Viat. I am very glad to hear it; 'tis the first that ever I made of this kind in my life.
Pise. Away, away! you are a Doctor at it! but I will not commend you too much, lest I make you proud. Come, put it on, and you shall now go downward to some streams betwixt the rocks below the little foot-bridge you see there, and try your fortune. Take heed of slipping into the water as you follow me under this rock: So, now you are over, and now throw in.
Viat. This is a fine stream indeed: There's one! I have him.
Pise. And a precious catch you have of him; pull him out! I see you have a tender hand: this is a diminutive gentleman, e'en throw him in again, and let him grow till he be more worthy your anger.
Viat. Pardon me, Sir, all's fish that comes to to th' hook with me now. Another!
Pise. And of the same standing.
Viat. I see I shall have good sport now: another! and a Grayling. Why you have fish here at will.
Pise. Come, come, cross the bridge, and go
down the other side lower, where you will find finer streams, and better sport, I hope, than this. Look you, Sir, here is a fine stream now, you have length enough, stand a little further off, let me entreat you, and do but fish this stream like an artist, and peradventure a good fish may fall to your share. How now! what is all gone?
Viat. No, I but touched him; but that was a fish worth taking.
Pise. Why now, let me tell you, you lost that fish by your own fault, and through your own eagerness and haste; for you are never to offer to strike a good fish, if he do not strike himself, till first you see him turn his head after he has taken your fly, and then you can never strain your tackle in the striking, if you strike with any manner of moderation. Come, throw in once again, and fish me this stream by inches; for I assure you here are very good fish; both Trout and Grayling lie here; and at that great stone on the other side, 'tis ten to one a good Trout gives you the meeting,
Viat. I have him now, but he is gone down towards the bottom: I cannot see what he is, yet he should be a good fish by his weight; but he makes no great stir.

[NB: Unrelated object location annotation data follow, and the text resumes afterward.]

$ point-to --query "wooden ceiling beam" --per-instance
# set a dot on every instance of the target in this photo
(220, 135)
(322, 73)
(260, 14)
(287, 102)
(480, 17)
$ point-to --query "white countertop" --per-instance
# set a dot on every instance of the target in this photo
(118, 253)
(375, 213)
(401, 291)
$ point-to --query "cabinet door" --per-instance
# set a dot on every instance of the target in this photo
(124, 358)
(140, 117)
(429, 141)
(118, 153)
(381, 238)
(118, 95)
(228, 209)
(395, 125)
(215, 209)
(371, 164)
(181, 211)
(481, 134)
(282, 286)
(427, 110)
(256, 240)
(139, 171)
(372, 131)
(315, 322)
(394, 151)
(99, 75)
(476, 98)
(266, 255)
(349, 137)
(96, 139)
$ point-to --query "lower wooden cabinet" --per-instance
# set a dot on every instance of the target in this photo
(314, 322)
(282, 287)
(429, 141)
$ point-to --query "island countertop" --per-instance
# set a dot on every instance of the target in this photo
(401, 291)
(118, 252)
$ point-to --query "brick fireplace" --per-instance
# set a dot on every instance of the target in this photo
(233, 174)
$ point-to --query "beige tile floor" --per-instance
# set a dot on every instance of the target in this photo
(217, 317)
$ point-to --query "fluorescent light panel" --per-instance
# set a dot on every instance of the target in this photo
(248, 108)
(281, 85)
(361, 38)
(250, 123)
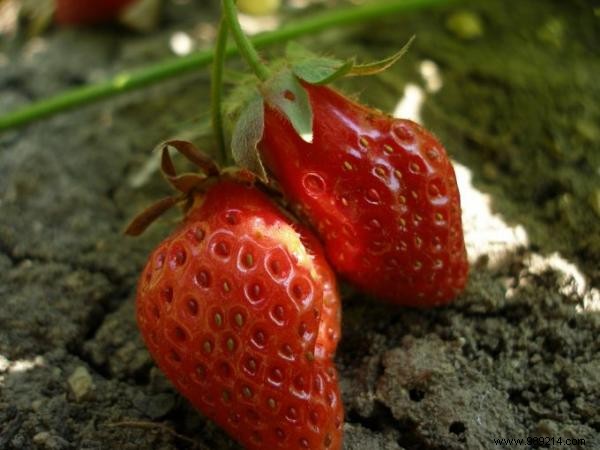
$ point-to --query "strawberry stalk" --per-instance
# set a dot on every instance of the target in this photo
(245, 47)
(216, 92)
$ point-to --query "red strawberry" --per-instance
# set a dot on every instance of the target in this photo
(87, 12)
(380, 191)
(231, 308)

Pise. Why then, by what you say, I dare venture to assure you, 'tis a Grayling, who is one of the deadest-hearted fishes in the world, and the bigger he is, the more easily taken. Look you, now you see him plain; I told you what he was; bring hither that landing-net, Boy; and now, Sir, he is your own; and believe me a good one, sixteen inches long I warrant him; I have taken none such this year.
Viat. I never saw a Grayling before look so black.
Pise. Did you not? why then let me tell you, that you never saw one before in right season: for then a Grayling is very black about his head, gills, and down his back, and has his belly of a dark grey, dappled with black spots, as you see this is; and I am apt to conclude, that from thence he derives his name of Umber. Though I must tell you this fish is past his prime, and begins to decline, and was in better season at Christmas than he is now. But move on, for it grows towards dinner-time, and there is a very great and fine stream below, under that rock, that fills the deepest pool in all the river, where you are almost sure of a good fish.
Viat. Let him come, I'll try a fall with him; but I had thought, that the Grayling had been always in season with the Trout, and had come in and gone out with him.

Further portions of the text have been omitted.